Outside a carriage was crawling past. I jumped into it and told the man to drive all he knew to the _Bristol_. It's a stiff climb, but those two horses tore along the _Principe_, past the station, through _Piazza Caricamento_, up _Via Lorenzo_, full tilt. I jumped out and ran into the hotel and asked for the manager. I described my brother as well as I could. 'Yes, yes,' he said, 'that would be _Signore Lord_.' He had just paid his bill and gone. He was to get the Twenty-fifteen for Milan. The commissionaire said the _Signore Lord_ had driven to the _Brignole_ station, though he had been advised to go to the _Principe_, where he could get a better seat. I gave the man a franc and bolted out again.
'_Stazione Brignole_,' I told the man, and away we went. The 'Twenty-fifteen' would be there in about ten minutes. Five minutes later I was in the dreary, half-lighted, bare-looking waiting-room. There was only one person in sight. It was Rosa."
Mr. Carville paused and raised his head. We became aware of some one calling. I turned and beheld Mrs. Carville standing, her hands on her hips, at her door. She was calling to her husband in a clear, strong, vibrant voice. With a slight shrug, he rose.

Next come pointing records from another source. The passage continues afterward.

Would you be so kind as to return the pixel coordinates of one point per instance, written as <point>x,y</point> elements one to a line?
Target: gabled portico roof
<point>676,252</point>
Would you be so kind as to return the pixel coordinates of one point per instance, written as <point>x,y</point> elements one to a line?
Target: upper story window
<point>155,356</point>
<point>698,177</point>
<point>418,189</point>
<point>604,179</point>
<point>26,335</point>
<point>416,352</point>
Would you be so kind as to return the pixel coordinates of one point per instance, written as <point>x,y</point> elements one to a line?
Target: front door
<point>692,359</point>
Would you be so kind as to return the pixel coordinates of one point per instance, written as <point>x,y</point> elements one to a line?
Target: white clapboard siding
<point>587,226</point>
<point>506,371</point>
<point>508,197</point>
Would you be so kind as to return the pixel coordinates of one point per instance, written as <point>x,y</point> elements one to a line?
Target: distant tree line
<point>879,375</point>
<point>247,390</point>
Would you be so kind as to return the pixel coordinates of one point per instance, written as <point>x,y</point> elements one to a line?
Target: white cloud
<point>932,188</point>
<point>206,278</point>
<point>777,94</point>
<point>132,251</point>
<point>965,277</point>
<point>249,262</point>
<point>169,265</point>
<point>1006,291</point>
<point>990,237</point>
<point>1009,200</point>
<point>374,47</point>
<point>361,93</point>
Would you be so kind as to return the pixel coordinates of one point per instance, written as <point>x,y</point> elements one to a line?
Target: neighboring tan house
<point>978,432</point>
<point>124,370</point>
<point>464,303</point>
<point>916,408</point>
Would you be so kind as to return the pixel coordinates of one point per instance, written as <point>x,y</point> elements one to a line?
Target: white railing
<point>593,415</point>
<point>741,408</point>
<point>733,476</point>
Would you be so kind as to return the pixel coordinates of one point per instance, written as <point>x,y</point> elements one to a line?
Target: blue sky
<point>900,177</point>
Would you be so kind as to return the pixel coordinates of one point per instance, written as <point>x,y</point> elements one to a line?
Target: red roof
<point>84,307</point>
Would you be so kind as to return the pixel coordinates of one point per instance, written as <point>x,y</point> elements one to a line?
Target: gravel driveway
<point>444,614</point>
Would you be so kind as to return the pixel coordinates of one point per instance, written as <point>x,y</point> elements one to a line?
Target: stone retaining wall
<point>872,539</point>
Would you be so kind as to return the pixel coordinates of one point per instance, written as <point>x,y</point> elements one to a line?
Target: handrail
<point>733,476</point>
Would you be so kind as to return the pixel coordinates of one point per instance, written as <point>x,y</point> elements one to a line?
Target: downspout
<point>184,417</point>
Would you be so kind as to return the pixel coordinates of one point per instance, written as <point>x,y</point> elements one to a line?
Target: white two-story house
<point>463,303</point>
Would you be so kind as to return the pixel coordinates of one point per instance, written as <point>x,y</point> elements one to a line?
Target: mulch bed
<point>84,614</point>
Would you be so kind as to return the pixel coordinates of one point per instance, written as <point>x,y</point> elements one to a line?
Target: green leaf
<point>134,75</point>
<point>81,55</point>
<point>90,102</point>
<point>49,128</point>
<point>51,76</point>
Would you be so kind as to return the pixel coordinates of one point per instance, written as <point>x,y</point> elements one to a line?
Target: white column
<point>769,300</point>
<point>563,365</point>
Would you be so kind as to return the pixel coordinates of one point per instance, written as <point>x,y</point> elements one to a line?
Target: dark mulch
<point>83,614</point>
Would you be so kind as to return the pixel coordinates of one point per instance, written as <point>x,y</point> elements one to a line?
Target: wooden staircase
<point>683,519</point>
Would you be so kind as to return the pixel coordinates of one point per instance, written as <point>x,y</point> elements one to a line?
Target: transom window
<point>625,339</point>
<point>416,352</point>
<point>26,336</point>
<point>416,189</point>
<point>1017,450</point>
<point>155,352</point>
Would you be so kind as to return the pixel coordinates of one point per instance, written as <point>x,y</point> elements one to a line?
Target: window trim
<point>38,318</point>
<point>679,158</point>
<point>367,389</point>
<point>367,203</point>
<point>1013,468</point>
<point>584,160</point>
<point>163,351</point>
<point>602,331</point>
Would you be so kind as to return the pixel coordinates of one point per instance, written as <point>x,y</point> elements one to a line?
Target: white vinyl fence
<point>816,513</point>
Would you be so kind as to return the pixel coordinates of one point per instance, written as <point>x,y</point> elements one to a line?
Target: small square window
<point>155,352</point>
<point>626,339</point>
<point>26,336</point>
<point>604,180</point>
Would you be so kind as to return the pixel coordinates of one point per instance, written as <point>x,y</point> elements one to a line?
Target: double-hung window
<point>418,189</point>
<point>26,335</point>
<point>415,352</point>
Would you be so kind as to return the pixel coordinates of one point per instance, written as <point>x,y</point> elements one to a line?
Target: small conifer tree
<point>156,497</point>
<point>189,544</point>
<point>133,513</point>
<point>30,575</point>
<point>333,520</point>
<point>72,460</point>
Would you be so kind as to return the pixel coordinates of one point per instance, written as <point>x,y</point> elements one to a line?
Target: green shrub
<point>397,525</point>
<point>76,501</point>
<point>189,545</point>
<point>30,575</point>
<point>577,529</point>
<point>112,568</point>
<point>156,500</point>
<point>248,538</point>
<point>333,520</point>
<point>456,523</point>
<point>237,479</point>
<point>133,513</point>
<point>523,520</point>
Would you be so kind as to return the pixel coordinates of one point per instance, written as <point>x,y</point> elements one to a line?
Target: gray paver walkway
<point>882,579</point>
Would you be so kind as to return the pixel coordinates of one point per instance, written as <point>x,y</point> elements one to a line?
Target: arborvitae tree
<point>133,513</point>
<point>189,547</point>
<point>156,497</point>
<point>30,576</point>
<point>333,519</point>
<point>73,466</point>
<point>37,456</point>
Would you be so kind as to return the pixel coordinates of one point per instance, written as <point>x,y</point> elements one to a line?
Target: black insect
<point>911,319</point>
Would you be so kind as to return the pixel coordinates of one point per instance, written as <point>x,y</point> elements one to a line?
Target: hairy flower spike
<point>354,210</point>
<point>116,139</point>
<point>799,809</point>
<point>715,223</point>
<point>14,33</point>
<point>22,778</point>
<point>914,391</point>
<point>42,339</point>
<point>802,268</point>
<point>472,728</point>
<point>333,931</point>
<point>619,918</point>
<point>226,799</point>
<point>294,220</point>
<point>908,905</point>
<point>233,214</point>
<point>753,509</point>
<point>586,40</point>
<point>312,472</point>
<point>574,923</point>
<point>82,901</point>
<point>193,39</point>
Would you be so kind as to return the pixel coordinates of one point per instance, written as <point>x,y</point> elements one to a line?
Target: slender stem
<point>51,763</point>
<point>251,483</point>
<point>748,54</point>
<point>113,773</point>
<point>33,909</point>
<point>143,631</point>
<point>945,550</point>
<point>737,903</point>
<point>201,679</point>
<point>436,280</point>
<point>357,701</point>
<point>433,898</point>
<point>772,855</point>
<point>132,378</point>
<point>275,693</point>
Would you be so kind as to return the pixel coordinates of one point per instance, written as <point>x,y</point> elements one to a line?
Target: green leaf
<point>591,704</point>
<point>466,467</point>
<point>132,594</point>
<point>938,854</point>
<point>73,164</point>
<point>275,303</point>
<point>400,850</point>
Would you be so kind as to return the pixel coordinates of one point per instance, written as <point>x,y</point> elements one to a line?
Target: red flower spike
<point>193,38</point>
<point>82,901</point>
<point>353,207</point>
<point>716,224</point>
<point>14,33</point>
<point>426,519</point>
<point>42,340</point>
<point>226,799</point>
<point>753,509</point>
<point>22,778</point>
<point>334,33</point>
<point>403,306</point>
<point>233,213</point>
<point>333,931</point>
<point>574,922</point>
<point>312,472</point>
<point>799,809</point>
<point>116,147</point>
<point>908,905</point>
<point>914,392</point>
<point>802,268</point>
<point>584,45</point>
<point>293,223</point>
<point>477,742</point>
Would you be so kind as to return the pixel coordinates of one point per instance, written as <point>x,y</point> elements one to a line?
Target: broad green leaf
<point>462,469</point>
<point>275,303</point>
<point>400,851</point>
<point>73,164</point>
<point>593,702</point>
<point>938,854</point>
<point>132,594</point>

"_Si, si, Rosa_," he replied equably, and then to us he smiled and, raising his hat, set it well over his eyes. He looked at his watch.
"Gee!" he said, "I must be off. I'll have to finish the yarn another time. Good day to you."
Looking down at his boots for a moment reflectively, and pocketing his pipe, he stepped down and walked sedately towards his house.
CHAPTER X
ANOTHER LETTER FROM WIGBOROUGH
For a few moments we sat still, oblivious of the flight of time. The afternoon sun threw long shadows across the road. Mrs. Wederslen flew past in her automobile, inclining her haughty southern head as she sat, erect and dominant, behind the steering-wheel. The rumble of the trolley-cars came up on the still air from the valley. My friend and I looked at each other and knocked out our pipes.
I do not think that, had we been left to ourselves, we would have broken the silence for a long time. Mr. Carville's retreat had been so sudden that we could scarcely realize he was gone, that we might not see him again for perhaps two months. Time was needed, moreover, for us to adjust our feelings towards him, to comprehend fully the peculiar circ.u.mstances that, while we had been listening to the story of Rosa, she herself had been in the next house. We had to connect the Genoese maiden with the reserved and taciturn neighbour who had given us food for so many conjectures. Nor would our resentment against Mr. Carville, for breaking off so abruptly, have taken the form of speech all at once.
We were too dazed. We wanted to think. We would not, I say, have broken the silence for a long time ourselves. But Miss Fraenkel's temperament was different, and in this case surprising.